EMEF Espaço de Bitita, no Canindé, leva o apelido da escritora Carolina Maria de Jesus e é referência na inclusão de imigrantes, pessoas com deficiências e crianças em vulnerabilidade social. Familiares temem fim do projeto. Diretor afastado tem até pós-doutorado em Portugal, mas vai passar por reciclagem.
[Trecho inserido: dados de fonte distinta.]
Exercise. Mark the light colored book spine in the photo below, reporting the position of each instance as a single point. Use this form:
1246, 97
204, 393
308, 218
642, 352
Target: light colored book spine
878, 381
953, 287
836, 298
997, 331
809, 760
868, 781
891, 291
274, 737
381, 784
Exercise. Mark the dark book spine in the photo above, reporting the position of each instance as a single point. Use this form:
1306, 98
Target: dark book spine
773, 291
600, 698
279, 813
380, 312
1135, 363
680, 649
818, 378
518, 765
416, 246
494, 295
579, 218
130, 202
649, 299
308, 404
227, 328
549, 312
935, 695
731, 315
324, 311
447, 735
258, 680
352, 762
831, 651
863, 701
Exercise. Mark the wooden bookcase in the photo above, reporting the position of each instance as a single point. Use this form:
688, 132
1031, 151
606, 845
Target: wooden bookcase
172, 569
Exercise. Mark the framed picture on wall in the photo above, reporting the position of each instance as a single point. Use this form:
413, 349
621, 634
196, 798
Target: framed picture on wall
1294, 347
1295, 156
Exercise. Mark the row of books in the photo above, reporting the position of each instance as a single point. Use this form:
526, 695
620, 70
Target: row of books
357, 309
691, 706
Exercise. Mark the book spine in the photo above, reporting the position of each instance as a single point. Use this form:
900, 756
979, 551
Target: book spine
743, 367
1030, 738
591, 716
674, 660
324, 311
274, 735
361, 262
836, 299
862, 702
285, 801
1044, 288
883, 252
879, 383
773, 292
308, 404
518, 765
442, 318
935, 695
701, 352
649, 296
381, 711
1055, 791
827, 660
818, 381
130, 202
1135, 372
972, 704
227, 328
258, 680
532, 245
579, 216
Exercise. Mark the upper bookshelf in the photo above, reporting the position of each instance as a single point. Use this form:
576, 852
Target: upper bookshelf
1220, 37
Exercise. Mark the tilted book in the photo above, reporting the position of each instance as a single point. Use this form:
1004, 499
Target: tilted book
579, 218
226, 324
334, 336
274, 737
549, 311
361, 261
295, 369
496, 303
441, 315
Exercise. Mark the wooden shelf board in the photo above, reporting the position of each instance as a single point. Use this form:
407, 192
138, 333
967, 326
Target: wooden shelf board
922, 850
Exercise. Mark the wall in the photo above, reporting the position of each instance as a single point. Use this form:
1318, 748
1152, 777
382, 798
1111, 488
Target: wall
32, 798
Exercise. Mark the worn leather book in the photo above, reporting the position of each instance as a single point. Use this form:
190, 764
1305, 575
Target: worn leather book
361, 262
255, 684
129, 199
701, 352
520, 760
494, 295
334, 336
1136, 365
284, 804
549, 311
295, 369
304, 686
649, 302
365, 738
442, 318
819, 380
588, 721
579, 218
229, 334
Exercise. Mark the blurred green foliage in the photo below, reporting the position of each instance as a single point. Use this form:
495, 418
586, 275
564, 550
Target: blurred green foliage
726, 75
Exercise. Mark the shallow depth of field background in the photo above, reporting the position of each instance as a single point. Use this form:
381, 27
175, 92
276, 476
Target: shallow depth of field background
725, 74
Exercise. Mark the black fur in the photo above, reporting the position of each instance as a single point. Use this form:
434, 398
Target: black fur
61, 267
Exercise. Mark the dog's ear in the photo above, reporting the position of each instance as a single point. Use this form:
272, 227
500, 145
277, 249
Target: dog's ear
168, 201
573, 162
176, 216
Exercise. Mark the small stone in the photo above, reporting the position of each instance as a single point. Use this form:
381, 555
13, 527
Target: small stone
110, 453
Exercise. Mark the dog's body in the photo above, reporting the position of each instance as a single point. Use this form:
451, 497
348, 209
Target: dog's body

Conheça a EMEF Espaço de Bitita, credenciada da Unesco para os objetivos de paz da ONU
Certificada pela Unesco e vencedora de prêmios nacionais de valorização e inclusão educacionais, a Escola Municipal Espaço de Bitita, no Canindé, Centro de São Paulo, tem vivido dias de apreensão desde que a gestão do prefeito Ricardo Nunes (MDB) decidiu afastar do cargo 25 diretores de escolas da cidade, na semana passada.
Com cerca de 800 alunos matriculados – a maioria filhos de imigrantes, crianças com deficiência e oriundas de famílias em situação de vulnerabilidade social – a unidade se tornou referência para o Brasil e o mundo pelo trabalho que desenvolve de acolhimento infanto-juvenil de imigrantes e crianças carentes.
Recebe todos os anos estudiosos e pedagogos de vários países, que tentam entender como é possível melhorar o ensino público e o acolhimento de imigrantes, diante de tantas adversidades.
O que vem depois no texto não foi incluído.